Metal Commodities

Silver: Silver, like gold, is another precious metal that has monetary applications. The British currency, the pound sterling, is still named after this metal. Silver also has applications in industry (such as electrical wiring) that places it in a unique position of being coveted for both its precious metal status and its industrial uses.

Platinum: Platinum, the rich man’s gold, is one of the most valuable metals in the world, used for everything from jewelry to the manufacture of catalytic converters.

Steel: Steel, which is created by alloying iron and other materials, is the most widely used metal in the world. Used to build everything from cars to buildings, it’s a metal endowed with unique characteristics and offers good investment potential.

Aluminum: Perhaps no other metal has the versatility of aluminum; it’s lightweight yet surprisingly robust. These unique characteristics mean that it’s a metal worth adding to your portfolio, especially because it’s the second most widely used metal (right behind steel).
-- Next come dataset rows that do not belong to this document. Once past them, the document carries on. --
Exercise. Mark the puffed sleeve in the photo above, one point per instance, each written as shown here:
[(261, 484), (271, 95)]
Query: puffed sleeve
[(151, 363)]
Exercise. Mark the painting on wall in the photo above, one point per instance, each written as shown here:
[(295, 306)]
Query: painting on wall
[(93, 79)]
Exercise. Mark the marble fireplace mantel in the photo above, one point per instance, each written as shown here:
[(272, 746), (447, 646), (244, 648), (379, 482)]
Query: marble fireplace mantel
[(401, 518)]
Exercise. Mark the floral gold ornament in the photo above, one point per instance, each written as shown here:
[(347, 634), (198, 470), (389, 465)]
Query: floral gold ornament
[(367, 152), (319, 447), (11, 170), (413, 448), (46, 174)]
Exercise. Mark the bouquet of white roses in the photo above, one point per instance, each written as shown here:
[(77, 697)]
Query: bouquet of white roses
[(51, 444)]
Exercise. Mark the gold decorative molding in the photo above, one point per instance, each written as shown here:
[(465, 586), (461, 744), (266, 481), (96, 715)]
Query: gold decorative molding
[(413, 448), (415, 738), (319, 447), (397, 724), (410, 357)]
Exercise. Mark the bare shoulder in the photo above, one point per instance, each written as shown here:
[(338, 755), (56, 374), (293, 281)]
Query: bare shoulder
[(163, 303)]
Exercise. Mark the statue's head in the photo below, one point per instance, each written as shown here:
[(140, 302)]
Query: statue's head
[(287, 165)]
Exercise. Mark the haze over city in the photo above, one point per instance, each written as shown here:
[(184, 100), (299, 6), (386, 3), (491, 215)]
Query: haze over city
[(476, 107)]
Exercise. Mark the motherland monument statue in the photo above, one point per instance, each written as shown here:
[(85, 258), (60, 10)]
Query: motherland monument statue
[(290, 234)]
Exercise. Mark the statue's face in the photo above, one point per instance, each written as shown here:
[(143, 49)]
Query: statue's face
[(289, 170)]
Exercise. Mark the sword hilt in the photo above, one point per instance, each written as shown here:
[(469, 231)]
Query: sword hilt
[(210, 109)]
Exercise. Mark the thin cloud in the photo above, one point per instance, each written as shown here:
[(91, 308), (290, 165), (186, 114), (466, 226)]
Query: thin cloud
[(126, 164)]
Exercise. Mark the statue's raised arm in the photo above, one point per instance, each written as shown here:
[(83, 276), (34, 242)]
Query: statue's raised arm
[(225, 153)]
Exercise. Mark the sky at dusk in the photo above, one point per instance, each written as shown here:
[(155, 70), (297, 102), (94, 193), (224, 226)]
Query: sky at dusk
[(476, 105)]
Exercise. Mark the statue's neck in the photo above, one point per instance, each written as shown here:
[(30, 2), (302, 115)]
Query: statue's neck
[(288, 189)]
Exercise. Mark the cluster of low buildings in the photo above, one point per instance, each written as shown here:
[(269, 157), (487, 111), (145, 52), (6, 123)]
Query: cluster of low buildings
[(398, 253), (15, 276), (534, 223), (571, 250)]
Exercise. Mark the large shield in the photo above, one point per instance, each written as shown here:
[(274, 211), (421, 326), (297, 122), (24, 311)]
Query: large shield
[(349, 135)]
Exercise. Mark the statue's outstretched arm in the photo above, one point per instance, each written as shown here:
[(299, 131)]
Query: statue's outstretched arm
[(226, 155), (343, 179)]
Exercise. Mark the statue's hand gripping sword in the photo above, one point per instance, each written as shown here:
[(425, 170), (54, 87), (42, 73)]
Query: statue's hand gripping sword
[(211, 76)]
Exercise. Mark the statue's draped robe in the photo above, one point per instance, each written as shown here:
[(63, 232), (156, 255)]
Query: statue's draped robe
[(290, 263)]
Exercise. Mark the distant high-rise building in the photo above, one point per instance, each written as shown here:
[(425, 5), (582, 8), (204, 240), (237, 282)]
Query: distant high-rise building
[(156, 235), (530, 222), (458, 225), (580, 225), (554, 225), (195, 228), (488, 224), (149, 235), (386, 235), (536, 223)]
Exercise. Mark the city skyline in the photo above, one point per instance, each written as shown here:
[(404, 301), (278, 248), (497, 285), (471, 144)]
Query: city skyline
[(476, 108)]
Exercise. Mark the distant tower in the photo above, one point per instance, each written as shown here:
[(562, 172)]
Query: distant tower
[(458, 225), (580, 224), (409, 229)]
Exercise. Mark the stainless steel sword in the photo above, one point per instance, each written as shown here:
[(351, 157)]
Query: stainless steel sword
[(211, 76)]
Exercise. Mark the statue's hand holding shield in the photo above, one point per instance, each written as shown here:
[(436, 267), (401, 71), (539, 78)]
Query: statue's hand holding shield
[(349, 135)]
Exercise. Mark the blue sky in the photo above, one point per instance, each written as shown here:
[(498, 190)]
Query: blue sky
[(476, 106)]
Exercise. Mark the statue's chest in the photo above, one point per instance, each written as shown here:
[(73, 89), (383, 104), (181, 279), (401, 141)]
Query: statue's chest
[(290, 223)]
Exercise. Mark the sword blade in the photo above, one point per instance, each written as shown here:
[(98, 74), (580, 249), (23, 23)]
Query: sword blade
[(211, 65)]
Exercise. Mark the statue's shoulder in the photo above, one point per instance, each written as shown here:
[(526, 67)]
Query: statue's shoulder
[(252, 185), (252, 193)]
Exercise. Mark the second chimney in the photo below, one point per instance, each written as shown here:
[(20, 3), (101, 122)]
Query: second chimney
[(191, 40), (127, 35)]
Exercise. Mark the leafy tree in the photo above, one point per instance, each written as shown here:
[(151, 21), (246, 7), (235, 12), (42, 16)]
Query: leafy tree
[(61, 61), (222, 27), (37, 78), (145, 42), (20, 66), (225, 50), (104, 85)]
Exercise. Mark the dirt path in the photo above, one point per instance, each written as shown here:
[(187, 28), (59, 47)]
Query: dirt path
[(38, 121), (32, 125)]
Copper: Copper, the third most widely used metal, is the metal of choice for industrial uses. Because it’s a great conductor of heat and electricity, its applications in industry are wide and deep, making this base metal a very attractive investment.

Zinc: The fourth most widely used metal in the world, zinc is sought after for its resistance to corrosion. It’s used in the process of galvanization, in which zinc coating is applied to other metals, such as steel, to prevent rust.

Scrap: Scrap consists of recyclable materials left over from product manufacturing and consumption, such as parts of vehicles, building supplies, and surplus materials. Unlike waste, scrap has monetary value, especially recovered metals, and non-metallic materials are also recovered for recycling.